In general, all areas of the state now have beautiful shades of fall color in their prairie grasses and wildflowers. Pockets of fall color can be found in trees throughout Minnesota that are already displaying orange, red and yellow leaves. The fall color season in Minnesota should progress slightly slower than usual, according to area park and forestry officials.
On average, peak fall color occurs in the northern one-third of the state the middle of September to early October. The middle section of the state, including the Twin Cities, is most colorful late September to early October. And southern Minnesota trees reach the height of their fall color early to mid October. One exception is the North Shore Drive where trees along Lake Superior turn color a week later than inland trees due to the warming effect of the lake.
STATE PARK-Two Harbors
The mountain ash berries are very colorful this year and now a bright orange and red -- great for pictures. The wildflowers throughout the park are in full bloom and very stunning, including daisies, pearly everlasting, turtlehead, asters, bird's-foot trefoil, brown-eyed Susan, sunflowers, goldenrod, orange hawkweed, fireweed, and Joe-Pye weed. Some fall migration is underway with good sightings of nighthawks, raptors and peregrine falcons.
The North Shore of Lake Superior has two fall color seasons. The reds and oranges of the maples come to life within five days before or after Sept. 20. The yellows of the aspen and birch are usually most brilliant within five days of Oct. 1. Dark evergreens provide a striking contrast to the yellow tones close to Lake Superior, and red and orange tones along the ridgeline and inland from the lake.
Roughly 30 percent of the larger maples are starting to turn.

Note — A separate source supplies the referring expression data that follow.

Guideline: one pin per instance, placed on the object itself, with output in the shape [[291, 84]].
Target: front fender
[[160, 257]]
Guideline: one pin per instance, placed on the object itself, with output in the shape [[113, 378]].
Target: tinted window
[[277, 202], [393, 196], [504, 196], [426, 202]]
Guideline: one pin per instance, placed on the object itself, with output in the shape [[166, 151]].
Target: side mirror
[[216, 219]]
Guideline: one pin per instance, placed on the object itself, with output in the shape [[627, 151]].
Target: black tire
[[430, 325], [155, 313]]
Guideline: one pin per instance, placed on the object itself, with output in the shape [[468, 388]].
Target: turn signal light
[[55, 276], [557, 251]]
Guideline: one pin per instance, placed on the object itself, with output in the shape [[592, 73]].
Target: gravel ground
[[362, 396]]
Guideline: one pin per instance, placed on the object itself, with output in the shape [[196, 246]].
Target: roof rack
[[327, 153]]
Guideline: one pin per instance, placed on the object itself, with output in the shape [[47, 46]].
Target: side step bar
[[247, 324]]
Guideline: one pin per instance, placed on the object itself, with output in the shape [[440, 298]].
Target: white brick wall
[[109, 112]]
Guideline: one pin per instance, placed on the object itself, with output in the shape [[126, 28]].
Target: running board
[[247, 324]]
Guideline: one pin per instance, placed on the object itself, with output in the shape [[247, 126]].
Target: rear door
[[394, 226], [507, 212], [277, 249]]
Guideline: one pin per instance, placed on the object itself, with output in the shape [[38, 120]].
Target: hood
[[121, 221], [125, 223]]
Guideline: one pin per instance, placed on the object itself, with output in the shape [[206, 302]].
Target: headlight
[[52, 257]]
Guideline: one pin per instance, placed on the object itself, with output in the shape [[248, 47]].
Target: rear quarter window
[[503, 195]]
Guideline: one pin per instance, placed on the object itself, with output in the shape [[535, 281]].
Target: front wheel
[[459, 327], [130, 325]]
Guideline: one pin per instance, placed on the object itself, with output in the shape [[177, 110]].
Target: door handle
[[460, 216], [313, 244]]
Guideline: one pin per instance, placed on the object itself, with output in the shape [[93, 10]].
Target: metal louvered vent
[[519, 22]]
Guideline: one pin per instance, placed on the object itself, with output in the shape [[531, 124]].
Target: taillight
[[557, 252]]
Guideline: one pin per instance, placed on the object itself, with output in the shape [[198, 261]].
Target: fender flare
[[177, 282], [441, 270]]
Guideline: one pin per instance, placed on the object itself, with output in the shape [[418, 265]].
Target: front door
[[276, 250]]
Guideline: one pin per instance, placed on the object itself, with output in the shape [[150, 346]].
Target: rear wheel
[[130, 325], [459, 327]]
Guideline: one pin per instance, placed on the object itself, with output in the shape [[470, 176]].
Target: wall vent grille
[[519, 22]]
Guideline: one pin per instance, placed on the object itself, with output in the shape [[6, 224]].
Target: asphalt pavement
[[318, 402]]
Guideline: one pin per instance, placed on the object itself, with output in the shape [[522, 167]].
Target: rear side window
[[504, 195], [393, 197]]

Approximately 80 percent of the black ash have changed color. The small aspen are mostly yellow, with 10 percent of the larger trees turning color. Sumac is becoming orange and red. Half of the underbrush has changed to yellow. Deer and a few small fawns are on the move. Fall color at Savanna should peak in late September or early October.
Approximately 20 percent of the foliage has changed color. Several maples are turning a beautiful red. A few of the aspen trees are turning yellow. Some of the smaller trees and shrubs are changing to shades of red and orange.

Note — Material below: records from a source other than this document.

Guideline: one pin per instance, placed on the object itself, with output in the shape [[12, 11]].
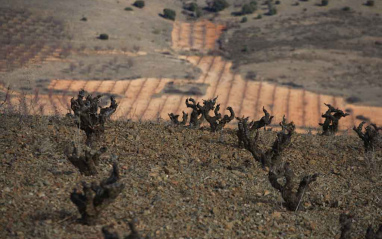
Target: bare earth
[[183, 183]]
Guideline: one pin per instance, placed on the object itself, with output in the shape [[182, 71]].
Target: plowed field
[[143, 98]]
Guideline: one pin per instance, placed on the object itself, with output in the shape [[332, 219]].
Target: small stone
[[276, 215], [215, 211], [229, 225], [146, 212]]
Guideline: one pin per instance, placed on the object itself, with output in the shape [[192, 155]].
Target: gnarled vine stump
[[292, 199], [332, 117], [95, 198], [88, 117], [371, 136]]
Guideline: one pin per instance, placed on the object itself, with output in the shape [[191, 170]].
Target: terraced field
[[144, 99]]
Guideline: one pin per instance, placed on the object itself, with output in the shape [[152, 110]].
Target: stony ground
[[182, 183]]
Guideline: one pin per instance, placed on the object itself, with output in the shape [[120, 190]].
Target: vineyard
[[144, 99]]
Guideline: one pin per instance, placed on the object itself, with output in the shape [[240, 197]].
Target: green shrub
[[169, 14], [370, 3], [139, 4], [218, 5], [103, 36]]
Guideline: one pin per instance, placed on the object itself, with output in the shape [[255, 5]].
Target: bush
[[249, 8], [271, 8], [103, 36], [272, 11], [139, 4], [198, 12], [370, 3], [218, 5], [169, 14], [191, 7]]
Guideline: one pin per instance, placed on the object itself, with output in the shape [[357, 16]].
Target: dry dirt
[[182, 183], [144, 80]]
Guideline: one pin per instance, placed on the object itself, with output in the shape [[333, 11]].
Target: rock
[[229, 225], [276, 215], [215, 211]]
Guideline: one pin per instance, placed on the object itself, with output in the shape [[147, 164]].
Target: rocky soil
[[182, 183]]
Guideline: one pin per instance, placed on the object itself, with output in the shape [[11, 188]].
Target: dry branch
[[370, 137], [332, 117], [174, 119], [264, 121], [88, 118], [292, 199], [370, 234], [346, 222], [217, 122], [197, 117], [86, 160], [271, 157], [95, 198]]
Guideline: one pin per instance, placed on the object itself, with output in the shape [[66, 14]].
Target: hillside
[[182, 183], [290, 57]]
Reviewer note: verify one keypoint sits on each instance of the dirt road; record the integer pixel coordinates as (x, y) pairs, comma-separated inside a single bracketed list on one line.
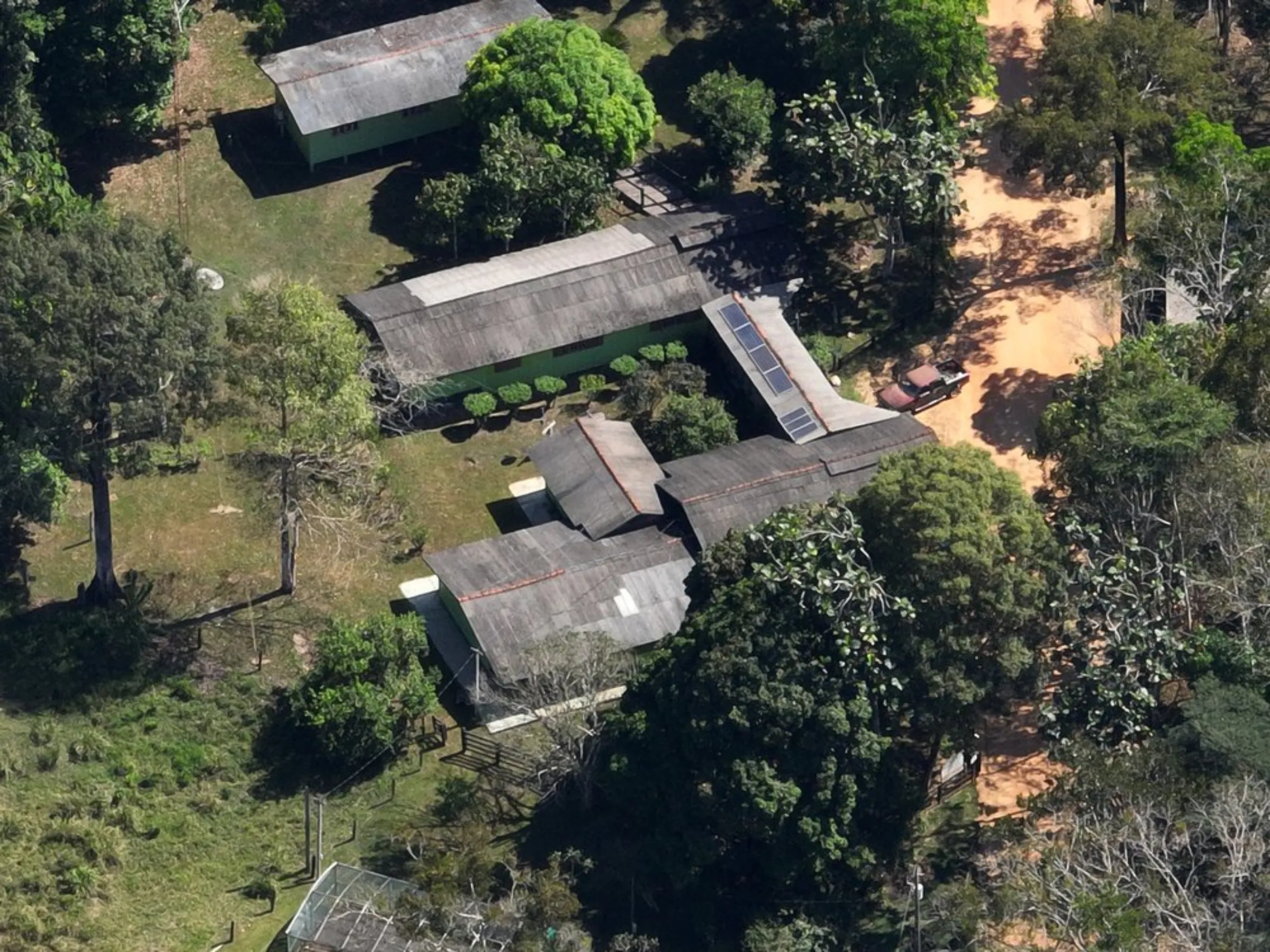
[(1028, 253)]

Fall color is progressing slowly, but with the expected cool weather, the color change will accelerate. The maples are starting to turn yellow, orange and red. Goldenrod and asters are in full bloom. The birch and sumac are also beginning to change color. Fall color should be best around the last week of September or the first week of October.
Goldenrods and asters are common in open, sunny areas with some prairie grasses adding a hint of red. Understory plants are changing steadily to yellow. The Virginia creeper appears scarlet red where it is draped in the trees along forest openings. Historically peak fall color occurs during the third week of September, but due to the delayed development of color this year, the peak may not occur until late September into early October.
Color change at Itasca is progressing slowly, but more trees are showing signs of the season. Paper birch trees are beginning to show varying shades of yellow. The huge heart-shaped leaves of the basswood are also turning lemon-yellow. The sugar and red maples are displaying more reds, yellows and oranges as each day passes. Many of the green and black ash trees, found along the wetlands, are now completely yellow. Color in the understory is more abundant. Sumac are turning deep blood-red, the blue-beech leaves are a rich blend of red, orange and yellow, and the hazel are displaying yellow and orange leaves. The cherry leaves are almost wine-purple in color. Peak fall color is projected for the last weekend of September or the first week of October.
Although overall color fall color is at 20 percent, nearly one-half of the ash and basswood trees are now yellow. Sixty percent of the sumacs have changed to red, orange and maroon. Prairie grasses are now at peak. Wildflowers currently in bloom include goldenrods and blue asters. Maplewood has an extensive trail system where you can enjoy beautiful fall color by foot or horseback.
CROW WING STATE
PARK-Southwest of Brainerd
The sumac and Virginia creeper vines are beginning to show some red leaves. The big bluestem and Indian grasses are coloring the landscape a deep bluish-purple and rusty red. The goldenrod is bright yellow and the blazing star and lead plant are purple, however the white and blues of the asters are the dominant wildflowers at this time. Typically peak color occurs the last week in September to the first or second week of October.